Patel Himanshu V, Kute Vivek B, Ghelani Ghanshyam H, Vanikar Aruna V, Shah Pankaj R, Gumber Manoj R, Trivedi Hargovind L

机构信息

Department of Nephrology and Clinical Transplantation, Dr. H. L. Trivedi Institute of Transplantation Sciences, Ahmedabad, India.

出版信息

Saudi J Kidney Dis Transpl. 2013 Mar;24(2):403-7. doi: 10.4103/1319-2442.109618.
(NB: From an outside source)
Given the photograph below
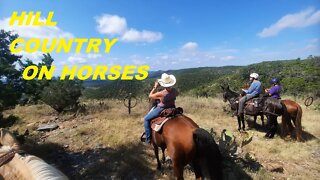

DOI:10.4103/1319-2442.109618
PMID:23538375
Abstract

Renal transplantation (RTx) is considered as the best therapeutic modality for patient suffering from end-stage renal disease (ESRD). Dearth of donor kidneys is a major problem everywhere, and deceased donor renal transplantation (DDRTx) is seen as at least a partial solution. Even so, DDRTx accounts for only less than 4% of RTx in India. We report our 6-year single-center experience on DDRTx vis-à-vis patient/graft survival, graft function in terms of serum creatinine (SCr), rejection episodes, and delayed graft function (DGF). Between January 2005 and March 2011, 236 DDRTx were performed. Majority of the donors were those with brain death due to road traffic/cerebrovascular accidents. The commonest recipient diseases leading to ESRD were chronic glomerulonephritis (42.8%), diabetes (12.7%), and hypertension (10.6%). Mean recipient age was 36.2 ± 14.2 years; 162 were males and 74 were females. Mean donor age was 45.3 ± 17.13 years; 144 were males and 92 were females. Mean dialysis duration pre-transplantation was 18.5 ± 2.5 months. All recipients received single-dose rabbit-anti-thymocyte globulin induction and steroids, calcinueurin inhibitor, and mycophenolate mofetil/azathioprine for maintenance immunosuppression. Delayed graft function was observed in 29.6% patients and 22% had biopsy-proven acute rejection. Over the mean follow-up of 2.18 ± 1.75 years, patient and graft survival rates were 74.57% and 86.8%, respectively, with mean SCr of 1.42 ± 0.66 mg%. DDRTx achieves acceptable graft function with patient/graft survival, encouraging the use of this approach in view of organ shortage.

摘要

肾移植(RTx)被认为是终末期肾病(ESRD)患者的最佳治疗方式。供体肾短缺在各地都是一个主要问题,而尸体供肾移植(DDRTx)被视为至少是部分解决方案。即便如此,在印度,DDRTx仅占RTx的不到4%。我们报告了我们在DDRTx方面6年的单中心经验,涉及患者/移植物存活情况、以血清肌酐(SCr)衡量的移植物功能、排斥反应发作情况以及延迟性移植物功能(DGF)。2005年1月至2011年3月期间,共进行了236例DDRTx。大多数供体是因道路交通事故/脑血管意外导致脑死亡的患者。导致ESRD的最常见受体疾病是慢性肾小球肾炎(42.8%)、糖尿病(12.7%)和高血压(10.6%)。受体平均年龄为36.2±14.2岁;男性162例,女性74例。供体平均年龄为45.3±17.13岁;男性144例,女性92例。移植前平均透析时间为18.5±2.5个月。所有受体均接受单剂量兔抗胸腺细胞球蛋白诱导治疗以及类固醇、钙调神经磷酸酶抑制剂和霉酚酸酯/硫唑嘌呤进行维持免疫抑制。29.6%的患者出现延迟性移植物功能,22%的患者经活检证实有急性排斥反应。在平均2.18±1.75年的随访期内,患者和移植物存活率分别为74.57%和86.8%,平均SCr为1.42±0.66mg%。DDRTx在患者/移植物存活方面实现了可接受的移植物功能,鉴于器官短缺,鼓励采用这种方法。